Kofi Annan has stepped in on several occasions to urge calm and to argue that that Kenyans have nothing to fear. Annan is a kind of Western "heavy artillery" for a New World Order. He is Chairman of the African Union Panel of Eminent African Personalities. This group, which includes Jimmy Carter and other eminences, is supposed to be modeled on tribal elders. Only instead of counseling to 60 or 600 tribal individuals, the Eminent African Personalities are supposed to minister (impossibly in our humble estimation) to the world's six or seven billion.

Annan has taken an active role as "Chief Mediator" to the Kenyan crisis. He's urged Kenyan leaders to stop using hate language and ethnic incitement and allow the ICC process to take its course. The Kenyan Broadcasting Company's KBC News outlet recently posted an article on Annan's involvement called "ICC: Annan urges calm in Kenya."

In a statement Annan sought to defuse "rising tensions" over the upcoming ICC trials. "On the eve of the departure of the individuals summoned by the ICC to The Hague, there is palpable tension in the air in Kenya, with the flames of hate language and ethnic incitement being fanned from various quarters. "Words can soothe, as well as inflame. I urge all Kenyans, particularly leaders, to be wise in their use of language at this critical moment" reads part of the statement.

Annan pointed out, according to the article that no single community or group is being targeted in the ICC trials stating that neither Africa, nor Kenya, nor any ethnic group is on trial at the ICC. "As in any contentious judicial proceeding, tense moments will arise, which will test the patience of the parties. We must understand It is about bringing individuals to account for crimes they may have committed and ensuring that the victims receive justice. Justice, he added, is an essential component of the process of healing."

The "ICC Six" as they are known (for the International Criminal Court) include Deputy Prime Minister, Uhuru Kenyatta, Head of Civil Service, Francis Muthaura, and Postmaster General, Hussein Ali, along with three other who are accused of fomenting the violence that left at least 1,500 dead and thousands more wounded. The ICC process (a subset of various UN charters) has been grinding its way along for months and surviving various Kenyan challenges by those within Kenya that are very uncomfortable with the internationalization of what is seen as mostly Kenyan problem.

The Hague has other views.
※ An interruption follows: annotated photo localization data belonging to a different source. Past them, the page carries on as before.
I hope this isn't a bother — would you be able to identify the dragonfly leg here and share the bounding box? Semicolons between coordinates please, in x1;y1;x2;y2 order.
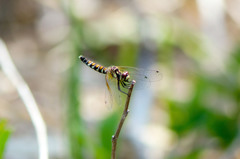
117;79;128;95
121;81;131;89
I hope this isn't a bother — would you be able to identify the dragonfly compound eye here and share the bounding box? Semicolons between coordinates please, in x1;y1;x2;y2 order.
122;72;130;81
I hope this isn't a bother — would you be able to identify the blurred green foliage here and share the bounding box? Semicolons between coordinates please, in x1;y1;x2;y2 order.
164;34;240;158
0;120;11;159
65;4;86;158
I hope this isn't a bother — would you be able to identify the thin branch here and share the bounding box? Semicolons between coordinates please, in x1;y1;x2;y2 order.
111;80;136;159
0;39;48;159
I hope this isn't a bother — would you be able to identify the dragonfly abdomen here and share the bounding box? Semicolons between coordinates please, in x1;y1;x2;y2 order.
79;55;108;74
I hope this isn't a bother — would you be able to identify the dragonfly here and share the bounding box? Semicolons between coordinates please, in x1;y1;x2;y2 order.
79;55;162;105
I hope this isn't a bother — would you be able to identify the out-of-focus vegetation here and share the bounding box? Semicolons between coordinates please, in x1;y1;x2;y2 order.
0;0;240;159
0;120;11;159
162;35;240;159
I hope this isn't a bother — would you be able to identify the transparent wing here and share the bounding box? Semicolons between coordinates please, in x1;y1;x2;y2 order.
118;66;162;81
105;72;126;108
104;66;162;108
118;66;162;89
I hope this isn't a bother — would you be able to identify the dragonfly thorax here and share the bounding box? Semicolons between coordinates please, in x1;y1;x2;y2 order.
110;66;130;82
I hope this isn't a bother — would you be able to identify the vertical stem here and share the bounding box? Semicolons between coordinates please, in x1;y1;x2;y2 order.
0;39;48;159
65;1;86;158
111;80;136;159
66;57;84;159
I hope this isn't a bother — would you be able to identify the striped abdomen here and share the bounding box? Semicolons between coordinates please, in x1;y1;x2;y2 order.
79;55;108;74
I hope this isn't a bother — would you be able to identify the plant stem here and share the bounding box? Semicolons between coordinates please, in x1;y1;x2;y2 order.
0;39;48;159
111;80;136;159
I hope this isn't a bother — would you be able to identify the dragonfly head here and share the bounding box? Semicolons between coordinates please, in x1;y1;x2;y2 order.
122;71;130;82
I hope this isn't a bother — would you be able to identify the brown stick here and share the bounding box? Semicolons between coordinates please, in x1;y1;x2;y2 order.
111;80;136;159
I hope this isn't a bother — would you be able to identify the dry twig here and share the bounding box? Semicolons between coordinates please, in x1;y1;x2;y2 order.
111;80;136;159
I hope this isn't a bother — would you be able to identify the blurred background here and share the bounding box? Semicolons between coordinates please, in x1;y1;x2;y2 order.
0;0;240;159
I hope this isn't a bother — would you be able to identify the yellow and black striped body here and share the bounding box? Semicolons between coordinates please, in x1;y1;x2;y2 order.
79;55;108;74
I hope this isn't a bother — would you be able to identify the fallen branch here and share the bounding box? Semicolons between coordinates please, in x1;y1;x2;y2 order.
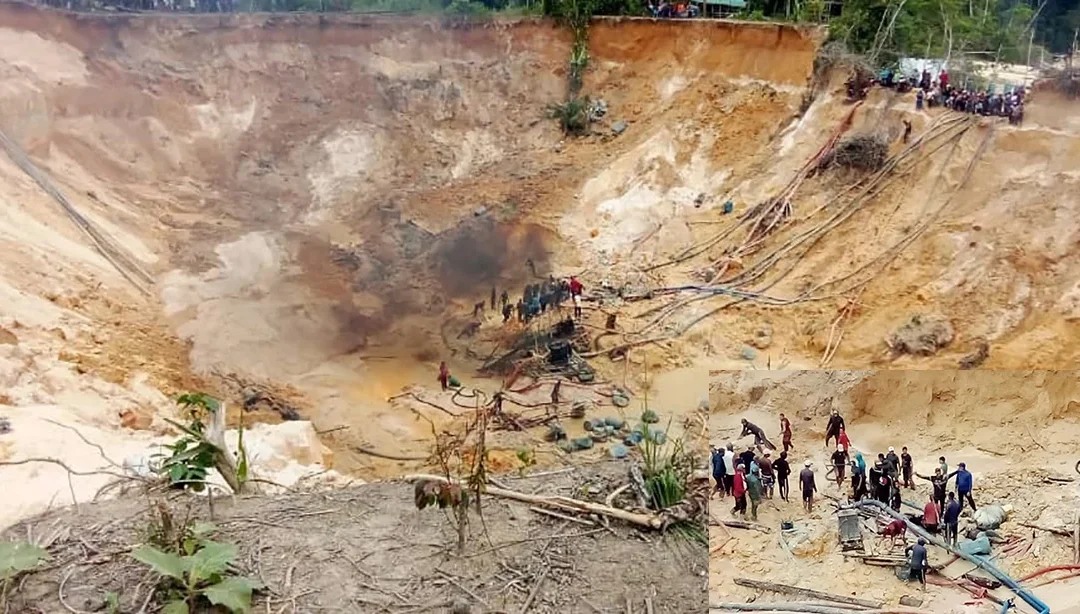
529;506;595;527
351;446;427;462
605;484;631;507
1019;522;1073;537
720;520;772;533
406;474;662;529
732;579;881;609
519;567;549;614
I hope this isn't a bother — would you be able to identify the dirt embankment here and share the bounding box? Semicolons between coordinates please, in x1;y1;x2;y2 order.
2;461;707;614
709;370;1080;612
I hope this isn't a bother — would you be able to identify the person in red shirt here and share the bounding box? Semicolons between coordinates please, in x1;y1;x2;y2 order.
922;493;940;533
438;361;450;391
779;413;793;452
568;276;584;318
837;427;851;453
731;466;747;517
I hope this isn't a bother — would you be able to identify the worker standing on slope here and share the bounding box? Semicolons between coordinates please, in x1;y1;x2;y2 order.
948;462;977;512
774;451;791;502
916;467;949;515
837;426;851;454
851;453;868;501
438;361;450;391
943;492;961;545
731;466;748;517
740;418;776;451
747;466;763;521
825;410;845;448
490;286;497;311
724;443;737;496
831;445;848;488
569;276;584;319
758;450;775;499
800;461;817;513
885;447;901;478
711;446;726;498
922;493;940;533
901;446;914;489
739;445;756;475
779;412;794;452
906;538;928;585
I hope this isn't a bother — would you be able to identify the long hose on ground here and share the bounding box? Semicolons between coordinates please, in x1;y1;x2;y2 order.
856;499;1050;614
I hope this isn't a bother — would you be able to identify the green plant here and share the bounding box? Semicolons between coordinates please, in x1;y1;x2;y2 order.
104;591;120;614
515;447;536;476
131;531;261;614
157;393;248;494
0;541;46;609
547;97;591;135
639;420;691;510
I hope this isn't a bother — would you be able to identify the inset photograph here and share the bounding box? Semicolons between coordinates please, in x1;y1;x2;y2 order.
709;370;1080;614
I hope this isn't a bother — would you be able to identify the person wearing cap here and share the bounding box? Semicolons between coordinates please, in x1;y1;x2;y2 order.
885;447;900;478
830;445;848;488
799;460;817;513
758;450;775;499
825;410;845;448
906;537;928;585
747;465;763;521
947;462;976;512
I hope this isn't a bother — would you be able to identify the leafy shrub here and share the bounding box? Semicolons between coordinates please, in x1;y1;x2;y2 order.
0;541;46;608
132;529;262;614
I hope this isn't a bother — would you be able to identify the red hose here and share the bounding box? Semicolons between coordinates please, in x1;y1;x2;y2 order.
1019;565;1080;582
1030;571;1080;588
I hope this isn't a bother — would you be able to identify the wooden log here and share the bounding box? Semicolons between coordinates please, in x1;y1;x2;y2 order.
1019;522;1073;537
405;474;663;529
721;520;773;533
732;579;882;609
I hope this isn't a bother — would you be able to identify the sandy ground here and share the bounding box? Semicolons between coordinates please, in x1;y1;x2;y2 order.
708;371;1080;614
2;460;707;614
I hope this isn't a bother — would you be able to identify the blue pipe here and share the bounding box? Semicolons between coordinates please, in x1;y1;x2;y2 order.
856;500;1050;614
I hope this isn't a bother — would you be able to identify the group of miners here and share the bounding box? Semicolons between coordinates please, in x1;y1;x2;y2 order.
711;409;980;535
472;275;585;325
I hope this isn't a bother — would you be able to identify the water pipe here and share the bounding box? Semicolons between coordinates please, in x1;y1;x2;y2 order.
856;500;1050;614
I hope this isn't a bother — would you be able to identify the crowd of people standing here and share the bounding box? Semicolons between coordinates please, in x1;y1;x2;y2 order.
878;66;1028;126
711;409;980;543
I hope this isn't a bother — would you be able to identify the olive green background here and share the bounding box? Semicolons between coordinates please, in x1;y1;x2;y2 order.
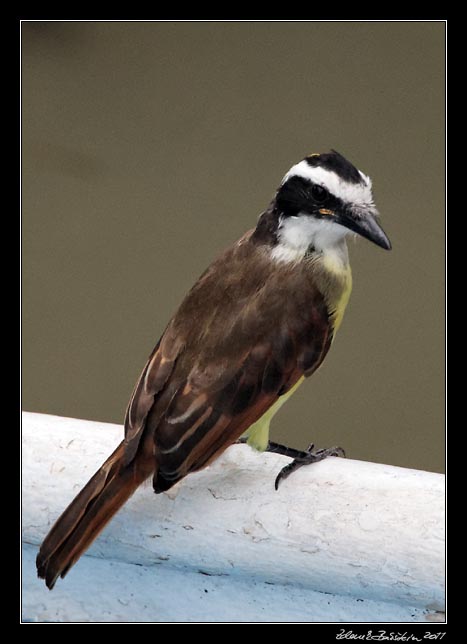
22;22;445;472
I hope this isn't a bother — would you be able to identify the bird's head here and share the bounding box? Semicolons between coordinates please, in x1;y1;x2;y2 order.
272;150;391;255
According to reports in the Standard and elsewhere, Chief Prosecutor Luis Moreno-Ocampo wants the ICC judges to issue warrants of arrests against the suspects to ensure they comply with the Court. The first three suspects are being "processed" at the Hague and another three shall be processed tomorrow. The Court has gone to work not only because of the gravity of the crimes, but because Kenya's own judicial system "failed the test of the international community" by not holding its own judicial process to punish the perpetrators.

The Hague process is causing considerable anger in Kenya, though almost every day, apparently, articles are written claiming that up to 60 percent or more of all Kenyans want the ICC process to continue and the perpetrators of violence brought to justice. Prime Minister Raila Odinga recently went on live television to urge that Kenyans confront the truth, which would "set her free."

After Thoughts

It is not very likely that the Hague process will set anyone free in our estimation but is actually intended to place yet another judicial overlay on the world's population and nation states. As we pointed out yesterday, the paraphernalia of world governance is being aggressively implemented, including potentially a world currency backed by the IMF and global enforcement of Western forms of governance on the Middle East and Africa. The current Hague process, little noted in the West, is just one more example of the extraordinary convulsion affecting the world's nascent global governmental architecture. Those who watch with open eyes can see it.